And so I had taken the fur cape, and that same night had surreptitiously buried it in my garden.
When at last the stranger’s consultation with Lolita had ended, I recognised how completely my love was in the man’s thraldom. He held power over her inevitable and complete. Why?
Was it because he knew her guilty secret?
She had, in a moment of desperation, declared that he did, and besought him to spare her.
“I will do my best,” was his rather evasive answer. “The man who loves you, Lady Lolita, will help me, and between us we may, I hope, effect your freedom.”
“I am ready to do anything – to go anywhere in order to serve her ladyship,” I declared, with deep earnestness. “I am only glad that we have now come to a thorough understanding.”
“Your attention must be directed towards the actions of the Countess,” was Keene’s reply. “Watch her, and see what she does, and whom she meets. I am unable to approach her because she fears me, and also – well, to be frank – she is no friend of mine any more than she is of Lady Lolita.”
“Very well,” I agreed. “I will leave Lady Lolita to your protection and turn my efforts towards watching the Countess. But,” I added, “I am puzzled by all this mystery and all these conflicting motives.”
“No doubt,” he said, as my love wished us good-night, grasping both my hands in trustful thankfulness. “It is but natural. When you know the real facts you will find it to be stranger than you have ever dreamed – more tragic – more terrible – more bewildering. The truth, Mr Woodhouse, will stagger you – as it will the world!”
And with that emphatic expression of opinion we rejoined the men in the smoking-room, had a final whisky-and-soda and cigarettes, and then parted for the night.

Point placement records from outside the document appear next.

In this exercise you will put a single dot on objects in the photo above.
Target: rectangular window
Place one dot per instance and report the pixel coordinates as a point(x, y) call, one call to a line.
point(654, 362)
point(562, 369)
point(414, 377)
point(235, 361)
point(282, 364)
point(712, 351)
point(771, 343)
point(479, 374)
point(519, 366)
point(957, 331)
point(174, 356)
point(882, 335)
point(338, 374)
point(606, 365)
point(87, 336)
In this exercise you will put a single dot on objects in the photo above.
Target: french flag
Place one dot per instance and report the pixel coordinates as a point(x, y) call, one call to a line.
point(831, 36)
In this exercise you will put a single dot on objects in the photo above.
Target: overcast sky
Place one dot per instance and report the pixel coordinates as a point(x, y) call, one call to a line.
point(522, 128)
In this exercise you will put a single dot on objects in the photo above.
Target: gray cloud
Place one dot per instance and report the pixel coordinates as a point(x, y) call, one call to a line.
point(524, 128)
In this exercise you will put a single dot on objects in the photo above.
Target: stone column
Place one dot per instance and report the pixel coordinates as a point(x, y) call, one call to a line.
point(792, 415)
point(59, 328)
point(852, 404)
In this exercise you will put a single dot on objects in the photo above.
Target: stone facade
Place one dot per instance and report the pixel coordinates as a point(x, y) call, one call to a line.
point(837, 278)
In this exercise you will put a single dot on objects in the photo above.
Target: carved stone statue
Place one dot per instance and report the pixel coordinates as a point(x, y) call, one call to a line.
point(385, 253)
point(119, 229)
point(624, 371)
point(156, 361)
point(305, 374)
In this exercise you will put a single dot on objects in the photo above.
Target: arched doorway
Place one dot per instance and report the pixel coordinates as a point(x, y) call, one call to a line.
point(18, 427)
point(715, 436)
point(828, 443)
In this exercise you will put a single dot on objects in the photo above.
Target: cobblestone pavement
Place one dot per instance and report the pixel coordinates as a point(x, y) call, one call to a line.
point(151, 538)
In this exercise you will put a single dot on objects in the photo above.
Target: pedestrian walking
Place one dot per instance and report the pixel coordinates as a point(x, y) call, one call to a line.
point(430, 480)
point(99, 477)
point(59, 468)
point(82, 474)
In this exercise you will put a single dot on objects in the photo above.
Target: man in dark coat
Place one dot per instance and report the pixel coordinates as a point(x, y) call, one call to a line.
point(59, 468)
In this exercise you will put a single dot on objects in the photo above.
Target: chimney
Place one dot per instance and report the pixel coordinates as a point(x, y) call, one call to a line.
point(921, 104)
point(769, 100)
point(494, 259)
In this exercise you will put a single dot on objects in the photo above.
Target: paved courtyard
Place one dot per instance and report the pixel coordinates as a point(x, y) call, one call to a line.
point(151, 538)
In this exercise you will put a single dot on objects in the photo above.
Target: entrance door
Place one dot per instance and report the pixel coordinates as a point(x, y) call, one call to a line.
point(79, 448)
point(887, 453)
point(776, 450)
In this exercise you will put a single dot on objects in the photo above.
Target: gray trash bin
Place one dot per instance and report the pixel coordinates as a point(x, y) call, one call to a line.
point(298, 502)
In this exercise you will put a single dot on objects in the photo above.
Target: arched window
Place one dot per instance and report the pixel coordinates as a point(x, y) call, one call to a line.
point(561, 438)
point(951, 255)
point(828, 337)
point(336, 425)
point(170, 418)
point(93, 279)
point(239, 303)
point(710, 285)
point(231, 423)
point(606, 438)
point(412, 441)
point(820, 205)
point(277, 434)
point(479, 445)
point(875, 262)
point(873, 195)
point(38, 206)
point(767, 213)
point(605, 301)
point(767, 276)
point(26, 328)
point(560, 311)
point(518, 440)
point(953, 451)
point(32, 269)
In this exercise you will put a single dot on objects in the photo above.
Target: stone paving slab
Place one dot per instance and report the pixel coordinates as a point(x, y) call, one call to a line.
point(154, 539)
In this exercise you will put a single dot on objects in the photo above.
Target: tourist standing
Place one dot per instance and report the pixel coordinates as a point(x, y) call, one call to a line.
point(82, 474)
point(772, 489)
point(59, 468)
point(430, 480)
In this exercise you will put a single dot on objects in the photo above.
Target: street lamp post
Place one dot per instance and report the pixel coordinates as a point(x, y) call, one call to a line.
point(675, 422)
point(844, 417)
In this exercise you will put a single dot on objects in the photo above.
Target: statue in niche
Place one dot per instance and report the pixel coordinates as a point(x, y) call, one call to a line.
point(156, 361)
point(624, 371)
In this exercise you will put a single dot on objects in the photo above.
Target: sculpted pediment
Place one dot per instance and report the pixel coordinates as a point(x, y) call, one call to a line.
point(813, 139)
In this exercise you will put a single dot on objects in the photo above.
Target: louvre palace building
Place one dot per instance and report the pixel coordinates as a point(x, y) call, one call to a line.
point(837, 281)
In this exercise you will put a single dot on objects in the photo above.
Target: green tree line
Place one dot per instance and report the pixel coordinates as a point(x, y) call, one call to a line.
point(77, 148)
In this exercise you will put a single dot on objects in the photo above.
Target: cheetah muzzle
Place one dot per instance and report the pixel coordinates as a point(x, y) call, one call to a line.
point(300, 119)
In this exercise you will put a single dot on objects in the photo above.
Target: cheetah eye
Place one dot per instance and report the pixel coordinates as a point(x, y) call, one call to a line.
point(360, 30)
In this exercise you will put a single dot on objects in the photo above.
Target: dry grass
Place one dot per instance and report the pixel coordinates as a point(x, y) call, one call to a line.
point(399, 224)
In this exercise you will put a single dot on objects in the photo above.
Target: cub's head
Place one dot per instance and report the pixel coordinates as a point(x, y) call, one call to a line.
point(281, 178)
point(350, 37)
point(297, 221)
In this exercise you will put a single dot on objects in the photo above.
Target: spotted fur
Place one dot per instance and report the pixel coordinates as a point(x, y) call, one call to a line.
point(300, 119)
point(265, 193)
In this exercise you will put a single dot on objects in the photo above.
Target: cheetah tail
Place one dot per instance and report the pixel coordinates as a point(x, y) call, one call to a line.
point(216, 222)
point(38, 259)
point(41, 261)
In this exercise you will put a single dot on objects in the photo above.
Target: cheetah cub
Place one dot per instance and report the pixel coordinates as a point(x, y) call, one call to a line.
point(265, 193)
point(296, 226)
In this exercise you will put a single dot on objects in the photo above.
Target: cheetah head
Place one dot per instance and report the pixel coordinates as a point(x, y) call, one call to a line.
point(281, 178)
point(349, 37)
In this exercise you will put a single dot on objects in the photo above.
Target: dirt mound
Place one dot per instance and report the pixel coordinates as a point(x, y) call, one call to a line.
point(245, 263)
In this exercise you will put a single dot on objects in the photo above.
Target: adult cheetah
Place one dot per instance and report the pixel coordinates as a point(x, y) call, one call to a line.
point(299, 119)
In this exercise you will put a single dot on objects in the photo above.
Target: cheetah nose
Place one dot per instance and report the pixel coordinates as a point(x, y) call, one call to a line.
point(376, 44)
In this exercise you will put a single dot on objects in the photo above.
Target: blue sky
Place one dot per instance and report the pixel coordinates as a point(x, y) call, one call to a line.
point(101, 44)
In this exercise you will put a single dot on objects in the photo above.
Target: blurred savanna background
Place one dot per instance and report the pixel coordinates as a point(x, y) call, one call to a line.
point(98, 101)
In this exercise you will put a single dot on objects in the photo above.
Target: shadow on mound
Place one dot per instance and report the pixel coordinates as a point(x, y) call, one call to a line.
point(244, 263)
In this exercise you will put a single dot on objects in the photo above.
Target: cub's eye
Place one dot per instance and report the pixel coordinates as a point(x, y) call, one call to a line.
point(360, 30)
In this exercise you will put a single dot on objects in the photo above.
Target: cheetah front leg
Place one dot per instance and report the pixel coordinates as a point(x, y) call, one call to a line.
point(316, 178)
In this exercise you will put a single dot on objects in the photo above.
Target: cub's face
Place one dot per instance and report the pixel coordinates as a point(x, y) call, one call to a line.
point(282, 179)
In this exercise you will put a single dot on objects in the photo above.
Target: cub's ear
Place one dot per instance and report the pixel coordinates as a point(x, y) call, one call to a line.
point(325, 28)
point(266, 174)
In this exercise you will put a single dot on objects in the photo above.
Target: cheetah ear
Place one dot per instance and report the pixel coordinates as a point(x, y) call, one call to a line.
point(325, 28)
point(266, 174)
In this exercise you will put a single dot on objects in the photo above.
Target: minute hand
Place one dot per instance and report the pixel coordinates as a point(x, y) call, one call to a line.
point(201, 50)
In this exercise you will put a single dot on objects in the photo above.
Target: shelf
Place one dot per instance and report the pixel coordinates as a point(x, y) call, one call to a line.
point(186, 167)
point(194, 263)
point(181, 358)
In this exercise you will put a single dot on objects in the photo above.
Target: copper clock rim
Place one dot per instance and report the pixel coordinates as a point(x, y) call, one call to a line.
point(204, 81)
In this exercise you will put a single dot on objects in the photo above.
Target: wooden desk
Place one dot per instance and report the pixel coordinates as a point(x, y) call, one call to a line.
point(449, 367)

Next morning at five the cry of the hounds passing across the park awakened me, and I knew that the Earl was already out cubbing, leaving his party to go shooting after breakfast. Therefore I rose, and was early at work at my desk, for a quantity of the kennel accounts had come in overnight and required checking.
My mind was full of what had passed between us in the red room, and I was anxious to obtain opportunity to watch the young and brilliant mistress of the house.
The shoot that day was over at Beanfield Lawns, and after breakfast the men, including Keene, drove there in the new Mercedes car, a merry party, leaving the ladies to accompany the luncheon. Through the morning I was busy. Once I encountered Lolita in one of the corridors, and found her just a trifle more hopeful.
“Act on Mr Keene’s suggestion,” she urged. “Watch Marigold closely, and ascertain what she is doing. From what I’ve seen to-day I believe there is something curious in progress.”
“Rely upon me,” I answered, “to serve you dearest. I will do anything – that you know.”
“Yes – I feel sure you will,” she responded smiling sweetly upon me, a fresh erect figure in her clean cotton blouse. “I put my trust entirely in you.”
“And I will not betray it,” I declared in deep earnestness.
Then we parted. She had her hat on, and was going out, I knew, to her Saints’ Garden, in order to give directions to the gardener who attended to it. The thought brought back to me a recollection of my recent conversation with the Countess at that same spot, and I returned to my room and was soon again immersed in my rather onerous duties.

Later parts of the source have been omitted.